The MPI effort involved about 80 people from 40 organizations, mainly in the United States and Europe. Most of the major vendors of concurrent computers were involved in the MPI effort, collaborating with researchers from universities, government laboratories, and industry.
MPI provides parallel hardware vendors with a clearly defined base set of routines that can be efficiently implemented. As a result, hardware vendors can build upon this collection of standard low-level routines to create higher-level routines for the distributed-memory communication environment supplied with their parallel machines. MPI provides a simple-to-use portable interface for the basic user, yet one powerful enough to allow programmers to use the high-performance message passing operations available on advanced machines.
In an effort to create a universal standard for message passing, researchers did not base it off of a single system but it incorporated the most useful features of several systems, including those designed by IBM, Intel, nCUBE, PVM, Express, P4 and PARMACS. The message-passing paradigm is attractive because of wide portability and can be used in communication for distributed-memory and shared-memory multiprocessors, networks of workstations, and a combination of these elements. The paradigm can apply in multiple settings, independent of network speed or memory architecture.
Support for MPI meetings came in part from DARPA and from the U.S. National Science Foundation (NSF) under grant ASC-9310330, NSF Science and Technology Center Cooperative agreement number CCR-8809615, and from the European Commission through Esprit Project P6643. The University of Tennessee also made financial contributions to the MPI Forum.
MPI-2 concepts[edit]
One-sided communication[edit]
MPI-2 defines three one-sided communications operations, MPI_Put
, MPI_Get
, and MPI_Accumulate
, being a write to remote memory, a read from remote memory, and a reduction operation on the same memory across a number of tasks, respectively. Also defined are three different methods to synchronize this communication (global, pairwise, and remote locks) as the specification does not guarantee that these operations have taken place until a synchronization point.
These types of call can often be useful for algorithms in which synchronization would be inconvenient (e.g. distributed matrix multiplication), or where it is desirable for tasks to be able to balance their load while other processors are operating on data.
Future[edit]
Some aspects of the MPI's future appear solid; others less so. The MPI Forum reconvened in 2007 to clarify some MPI-2 issues and explore developments for a possible MPI-3, which resulted in versions MPI-3.0 (September 2012) and MPI-3.1 (June 2015).
Architectures are changing, with greater internal concurrency (multi-core), better fine-grained concurrency control (threading, affinity), and more levels of memory hierarchy. Multithreaded programs can take advantage of these developments more easily than single-threaded applications. This has already yielded separate, complementary standards for symmetric multiprocessing, namely OpenMP. MPI-2 defines how standard-conforming implementations should deal with multithreaded issues, but does not require that implementations be multithreaded, or even thread-safe. MPI-3 adds the ability to use shared-memory parallelism within a node. Implementations of MPI such as Adaptive MPI, Hybrid MPI, Fine-Grained MPI, MPC and others offer extensions to the MPI standard that address different challenges in MPI.
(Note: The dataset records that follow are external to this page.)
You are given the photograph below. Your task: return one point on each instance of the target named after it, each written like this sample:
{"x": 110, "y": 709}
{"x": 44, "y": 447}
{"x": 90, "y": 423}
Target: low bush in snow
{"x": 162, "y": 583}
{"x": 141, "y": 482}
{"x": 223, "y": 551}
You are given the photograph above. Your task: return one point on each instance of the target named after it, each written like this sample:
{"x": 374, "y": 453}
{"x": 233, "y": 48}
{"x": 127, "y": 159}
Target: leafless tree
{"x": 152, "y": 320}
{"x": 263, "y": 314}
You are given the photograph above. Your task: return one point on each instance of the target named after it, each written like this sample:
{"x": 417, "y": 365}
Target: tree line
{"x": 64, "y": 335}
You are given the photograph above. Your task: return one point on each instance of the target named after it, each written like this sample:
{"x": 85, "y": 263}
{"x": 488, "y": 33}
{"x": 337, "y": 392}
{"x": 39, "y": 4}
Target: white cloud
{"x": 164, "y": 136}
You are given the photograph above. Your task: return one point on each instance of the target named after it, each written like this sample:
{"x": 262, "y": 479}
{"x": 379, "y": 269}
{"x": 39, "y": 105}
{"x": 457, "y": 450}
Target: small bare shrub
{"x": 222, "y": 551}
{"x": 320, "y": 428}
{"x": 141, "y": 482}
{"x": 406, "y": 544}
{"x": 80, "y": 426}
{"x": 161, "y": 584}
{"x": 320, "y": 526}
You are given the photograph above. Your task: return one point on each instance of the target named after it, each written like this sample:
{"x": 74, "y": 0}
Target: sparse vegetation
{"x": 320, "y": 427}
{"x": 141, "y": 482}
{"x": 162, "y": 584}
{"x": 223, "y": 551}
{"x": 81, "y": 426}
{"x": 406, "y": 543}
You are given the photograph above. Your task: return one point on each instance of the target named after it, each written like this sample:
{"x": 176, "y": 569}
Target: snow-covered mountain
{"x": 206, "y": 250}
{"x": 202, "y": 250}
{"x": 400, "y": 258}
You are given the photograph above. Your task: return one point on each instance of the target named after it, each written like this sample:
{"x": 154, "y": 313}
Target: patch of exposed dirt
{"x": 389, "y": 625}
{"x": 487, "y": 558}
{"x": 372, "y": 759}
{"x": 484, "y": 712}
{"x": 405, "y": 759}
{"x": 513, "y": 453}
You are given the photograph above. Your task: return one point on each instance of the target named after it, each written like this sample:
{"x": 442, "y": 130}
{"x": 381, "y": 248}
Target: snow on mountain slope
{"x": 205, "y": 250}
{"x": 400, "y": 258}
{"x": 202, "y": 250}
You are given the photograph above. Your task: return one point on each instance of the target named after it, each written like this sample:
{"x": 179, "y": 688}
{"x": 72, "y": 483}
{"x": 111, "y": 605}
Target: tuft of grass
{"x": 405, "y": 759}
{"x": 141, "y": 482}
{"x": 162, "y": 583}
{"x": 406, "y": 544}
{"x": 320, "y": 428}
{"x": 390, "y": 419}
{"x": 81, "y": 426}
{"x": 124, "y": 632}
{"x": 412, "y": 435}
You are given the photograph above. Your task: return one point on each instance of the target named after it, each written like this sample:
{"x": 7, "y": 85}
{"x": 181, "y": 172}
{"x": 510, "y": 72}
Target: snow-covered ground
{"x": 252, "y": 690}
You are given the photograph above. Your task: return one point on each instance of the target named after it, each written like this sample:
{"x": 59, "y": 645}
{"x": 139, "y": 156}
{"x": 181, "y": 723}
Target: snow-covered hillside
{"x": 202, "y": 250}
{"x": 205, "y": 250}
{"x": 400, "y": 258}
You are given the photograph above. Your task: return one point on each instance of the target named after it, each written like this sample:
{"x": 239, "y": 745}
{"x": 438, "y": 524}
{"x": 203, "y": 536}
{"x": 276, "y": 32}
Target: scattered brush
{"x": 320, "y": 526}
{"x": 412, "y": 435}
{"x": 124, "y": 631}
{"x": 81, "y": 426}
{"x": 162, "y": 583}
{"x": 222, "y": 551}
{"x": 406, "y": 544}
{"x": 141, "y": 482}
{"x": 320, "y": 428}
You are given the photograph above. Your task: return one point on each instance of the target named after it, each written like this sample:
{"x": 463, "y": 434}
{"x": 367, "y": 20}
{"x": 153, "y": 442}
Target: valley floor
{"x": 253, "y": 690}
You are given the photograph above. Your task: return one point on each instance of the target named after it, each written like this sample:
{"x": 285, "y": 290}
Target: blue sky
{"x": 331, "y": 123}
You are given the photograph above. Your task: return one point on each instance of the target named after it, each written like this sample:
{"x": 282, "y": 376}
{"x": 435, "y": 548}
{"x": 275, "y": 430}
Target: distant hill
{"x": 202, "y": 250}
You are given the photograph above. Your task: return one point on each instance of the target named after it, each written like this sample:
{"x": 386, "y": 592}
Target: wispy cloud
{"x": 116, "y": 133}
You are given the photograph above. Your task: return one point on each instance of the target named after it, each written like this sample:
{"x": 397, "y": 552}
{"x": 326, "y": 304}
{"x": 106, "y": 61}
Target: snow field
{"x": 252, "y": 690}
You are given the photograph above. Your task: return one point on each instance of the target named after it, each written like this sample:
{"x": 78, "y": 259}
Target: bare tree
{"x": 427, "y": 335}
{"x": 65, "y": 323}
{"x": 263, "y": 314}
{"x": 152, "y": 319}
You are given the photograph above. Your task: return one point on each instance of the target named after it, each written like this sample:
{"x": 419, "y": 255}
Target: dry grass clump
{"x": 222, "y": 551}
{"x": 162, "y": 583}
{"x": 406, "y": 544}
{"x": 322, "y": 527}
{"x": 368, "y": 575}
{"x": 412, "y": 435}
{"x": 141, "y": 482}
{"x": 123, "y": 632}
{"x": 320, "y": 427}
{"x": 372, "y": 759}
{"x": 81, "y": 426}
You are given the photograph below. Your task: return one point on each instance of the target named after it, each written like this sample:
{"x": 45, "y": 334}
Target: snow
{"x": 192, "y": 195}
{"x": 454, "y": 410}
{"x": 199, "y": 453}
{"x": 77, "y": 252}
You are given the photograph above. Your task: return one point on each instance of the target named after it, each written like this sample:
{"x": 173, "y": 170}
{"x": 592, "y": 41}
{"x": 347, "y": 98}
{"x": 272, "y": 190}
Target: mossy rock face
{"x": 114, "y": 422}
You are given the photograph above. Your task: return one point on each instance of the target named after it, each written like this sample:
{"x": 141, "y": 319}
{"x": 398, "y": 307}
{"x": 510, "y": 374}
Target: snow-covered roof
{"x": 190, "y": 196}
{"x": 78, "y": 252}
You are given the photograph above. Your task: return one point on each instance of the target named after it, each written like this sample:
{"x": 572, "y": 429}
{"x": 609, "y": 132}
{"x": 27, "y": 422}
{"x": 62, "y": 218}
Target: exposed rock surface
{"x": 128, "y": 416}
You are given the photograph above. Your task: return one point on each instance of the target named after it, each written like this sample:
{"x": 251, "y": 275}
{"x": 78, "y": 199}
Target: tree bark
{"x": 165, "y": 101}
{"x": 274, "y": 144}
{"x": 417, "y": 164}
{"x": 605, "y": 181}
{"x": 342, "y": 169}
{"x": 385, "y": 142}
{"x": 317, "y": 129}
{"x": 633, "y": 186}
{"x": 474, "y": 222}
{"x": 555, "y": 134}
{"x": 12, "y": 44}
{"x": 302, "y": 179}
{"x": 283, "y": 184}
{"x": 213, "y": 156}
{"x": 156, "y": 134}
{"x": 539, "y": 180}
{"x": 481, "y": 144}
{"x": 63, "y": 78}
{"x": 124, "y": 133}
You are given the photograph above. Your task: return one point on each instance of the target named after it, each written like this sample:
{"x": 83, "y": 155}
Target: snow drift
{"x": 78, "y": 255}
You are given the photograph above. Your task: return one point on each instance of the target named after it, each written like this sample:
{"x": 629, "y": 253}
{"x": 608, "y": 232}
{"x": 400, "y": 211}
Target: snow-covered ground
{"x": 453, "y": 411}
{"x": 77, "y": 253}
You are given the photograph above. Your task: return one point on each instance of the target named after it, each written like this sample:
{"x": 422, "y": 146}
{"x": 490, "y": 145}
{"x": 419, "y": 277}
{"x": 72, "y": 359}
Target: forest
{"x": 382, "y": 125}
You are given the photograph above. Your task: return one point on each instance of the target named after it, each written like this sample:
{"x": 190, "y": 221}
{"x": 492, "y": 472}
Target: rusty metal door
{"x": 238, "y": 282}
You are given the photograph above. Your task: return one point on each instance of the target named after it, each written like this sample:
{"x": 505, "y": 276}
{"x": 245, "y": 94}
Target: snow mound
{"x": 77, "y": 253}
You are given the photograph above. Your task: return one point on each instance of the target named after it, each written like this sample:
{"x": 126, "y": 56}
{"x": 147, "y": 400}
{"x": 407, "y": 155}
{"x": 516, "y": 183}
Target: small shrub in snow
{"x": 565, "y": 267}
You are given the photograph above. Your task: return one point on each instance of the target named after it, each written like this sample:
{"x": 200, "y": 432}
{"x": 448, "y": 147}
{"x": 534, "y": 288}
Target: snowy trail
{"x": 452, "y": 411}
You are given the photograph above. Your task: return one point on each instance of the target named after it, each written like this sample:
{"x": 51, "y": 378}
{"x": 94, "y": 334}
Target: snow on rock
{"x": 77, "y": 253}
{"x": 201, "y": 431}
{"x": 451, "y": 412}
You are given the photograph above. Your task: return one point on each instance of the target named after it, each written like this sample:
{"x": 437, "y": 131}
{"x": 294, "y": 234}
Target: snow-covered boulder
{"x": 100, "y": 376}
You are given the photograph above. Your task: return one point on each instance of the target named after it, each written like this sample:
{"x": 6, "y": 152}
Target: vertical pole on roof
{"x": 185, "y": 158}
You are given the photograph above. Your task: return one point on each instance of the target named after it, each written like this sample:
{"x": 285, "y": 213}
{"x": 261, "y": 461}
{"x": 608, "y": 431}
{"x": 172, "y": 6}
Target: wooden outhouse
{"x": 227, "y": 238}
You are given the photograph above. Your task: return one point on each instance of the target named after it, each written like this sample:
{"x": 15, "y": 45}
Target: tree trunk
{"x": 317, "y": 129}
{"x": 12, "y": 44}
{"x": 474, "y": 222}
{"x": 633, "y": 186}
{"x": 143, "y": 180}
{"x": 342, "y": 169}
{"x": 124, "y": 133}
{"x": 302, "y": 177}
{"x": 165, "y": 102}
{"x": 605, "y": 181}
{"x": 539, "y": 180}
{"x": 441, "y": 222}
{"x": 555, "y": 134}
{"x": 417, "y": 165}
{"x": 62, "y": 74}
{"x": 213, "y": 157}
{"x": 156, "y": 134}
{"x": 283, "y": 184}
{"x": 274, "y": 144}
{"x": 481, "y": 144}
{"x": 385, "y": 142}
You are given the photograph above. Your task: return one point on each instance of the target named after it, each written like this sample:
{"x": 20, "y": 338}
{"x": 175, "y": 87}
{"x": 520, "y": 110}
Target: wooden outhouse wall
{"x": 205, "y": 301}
Astrophysicist Jonathan Dursi wrote an opinion piece calling MPI obsolescent, pointing to newer technologies like the Chapel language, Unified Parallel C, Hadoop, Spark and Flink.[48] At the same time, nearly all of the projects in the Exascale Computing Project build explicitly on MPI; MPI has been shown to scale to the largest machines as of the early 2020s and is widely considered to stay relevant for a long time to come.